The school community share the definition of bullying as “A persistent and deliberate attempt to hurt or humiliate someone.”

There is a consistent approach to how bullying incidents are dealt with. Parents are involved at the earliest opportunity. Students are empowered to develop effective personal strategies rather than building dependency upon staff and others to solve issues.

Please also refer to the following policies: Safeguarding; Behaviour for Learning; Special Educational Needs and Disabilities; E-Safety. Other relevant documents are The Rights Respecting School Charter and the Five Respects.

What is bullying?

There are five recognised features of bullying:

  • It is deliberate, hurtful behaviour
  • It is repeated over a period of time
  • It is difficult for those being bullied to defend themselves
  • It is difficult for those who bully to learn new social behaviours
  • Those who bully have and exercise power inappropriately over others.

Bullying is not an isolated, one off incident where there is no intention of gaining power over others.

All forms of bullying can be damaging to the development of both the person being bullied and the person bullying. Bullying can take many forms, but the main types are:

Physical – Pushing, hitting, kicking, punching, taking belongings or an act of violence with intent to harm

Verbal – Name calling, insulting, threats/intimidation or making offensive remarks

Indirect – Spreading nasty stories about someone, exclusion from social groups or being made the subject of malicious rumours

Cyber – Tormented, threatened, harassed, humiliated, embarrassed or otherwise targeted using text messaging, e-mail, instant messaging or any other type of digital technology e.g. social networking sites such as: BEBO; Facebook; MySpace; BBM; Twitter; Kik.

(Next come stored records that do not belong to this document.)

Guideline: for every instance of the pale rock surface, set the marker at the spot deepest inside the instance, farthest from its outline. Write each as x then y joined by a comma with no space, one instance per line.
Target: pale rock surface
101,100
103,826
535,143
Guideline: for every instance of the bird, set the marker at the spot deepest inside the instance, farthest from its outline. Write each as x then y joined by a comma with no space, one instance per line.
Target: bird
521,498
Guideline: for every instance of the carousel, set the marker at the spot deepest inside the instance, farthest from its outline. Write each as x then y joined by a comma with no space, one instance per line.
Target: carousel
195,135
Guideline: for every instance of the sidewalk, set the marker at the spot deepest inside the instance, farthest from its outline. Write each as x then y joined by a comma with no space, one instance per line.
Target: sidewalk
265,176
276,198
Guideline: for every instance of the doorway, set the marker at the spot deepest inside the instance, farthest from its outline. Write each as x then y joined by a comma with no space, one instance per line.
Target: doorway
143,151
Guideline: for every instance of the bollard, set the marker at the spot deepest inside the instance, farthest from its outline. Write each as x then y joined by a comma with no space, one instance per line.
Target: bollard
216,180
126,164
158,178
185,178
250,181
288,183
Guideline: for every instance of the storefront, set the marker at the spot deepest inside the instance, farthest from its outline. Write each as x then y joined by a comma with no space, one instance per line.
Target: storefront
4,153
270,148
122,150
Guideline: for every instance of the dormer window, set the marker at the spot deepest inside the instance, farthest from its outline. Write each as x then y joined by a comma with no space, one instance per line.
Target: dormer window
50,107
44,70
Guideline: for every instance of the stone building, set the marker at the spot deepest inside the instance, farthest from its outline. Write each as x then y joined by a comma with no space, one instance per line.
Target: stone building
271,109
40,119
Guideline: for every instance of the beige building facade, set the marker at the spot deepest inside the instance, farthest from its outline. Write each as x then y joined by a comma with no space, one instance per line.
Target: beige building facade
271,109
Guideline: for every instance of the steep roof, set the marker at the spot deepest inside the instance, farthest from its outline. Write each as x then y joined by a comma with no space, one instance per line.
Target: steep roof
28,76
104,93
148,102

Misuse of associated digital technology such as cameras and video aids.

Implications of bullying

Bullying is always taken seriously because of the potential impact upon young people.

Many of the outward signs of bullying can be the same as other indicators of abuse such as non-accidental injuries, self-abuse, low self-esteem, unhappiness, fear, distress or anxiety and, if unchecked:

  • Others may come to see bullying behaviour as acceptable within the school
  • Victims can become bullies of younger or more vulnerable students
  • Bullying will have long term effects on victims which may extend into their adult lives.

Roles and Responsibilities

The Head Teacher has ultimate responsibility for the day to day well-being of all students.

The Deputy Head Teacher (Inclusion) has oversight of the safeguarding and well-being of students.

All staff, students, parents and governors must be aware of the policy and share responsibility for enforcing its principles.

Dealing with bullying

The school takes a proactive stance to raise awareness about bullying. This is done through a range of strategies including staff training, assemblies, PSHE lessons, peer mentoring and a high staff presence and visibility during lessons change over, break, lunch time and at the end of the school day.

Minor incidents or disagreements should be addressed by PLGs or subject teachers; however, any suspicions of bullying must always be reported to the appropriate Year Manager as soon as possible.

All allegations of bullying by students must be referred to the Year Manager immediately.

The Year Manager will investigate the concern or allegation to clarify the facts through a thorough investigation, taking statements from the alleged bully, victims and witnesses.

Careful consideration of all circumstances will be made before sanctions or next actions are decided. In the vast majority of cases this will involve parents/carers of both alleged bully and victim being informed at the earliest opportunity.

A range of approaches will be used to support the victim and help them build resilience:

  • The school could offer coaching and problem solving strategies to enable the victim to tackle what has happened; this builds their resilience and confidence, nurturing lifelong learning in resolving problems. This approach is suitable for lower level problems and where the victim wants to regain some control
  • The school may work alongside the victim to resolve the problems actively through restorative justice; this will involve problem solving meetings facilitated by the school with parents present
  • In serious incidents such as safeguarding, violence, threat of weapons, or sustained serious bullying, the school will take over and deal with the issue. In some cases the matter may be referred to Youth Justice Team.

Students have the responsibility to ensure that victims of bullying are not isolated and to intervene when someone is being bullied.

Students should inform a member of staff if they suspect bullying is taking place. Racial, homophobic, sexual orientation and sexual incidents are recorded in a central log along with proven bullying incidents. This information is shared with the Local Authority (LA).

Serious or persistent cases of bullying will be referred to Senior Staff and could lead to fixed term exclusion or ultimately permanent exclusion.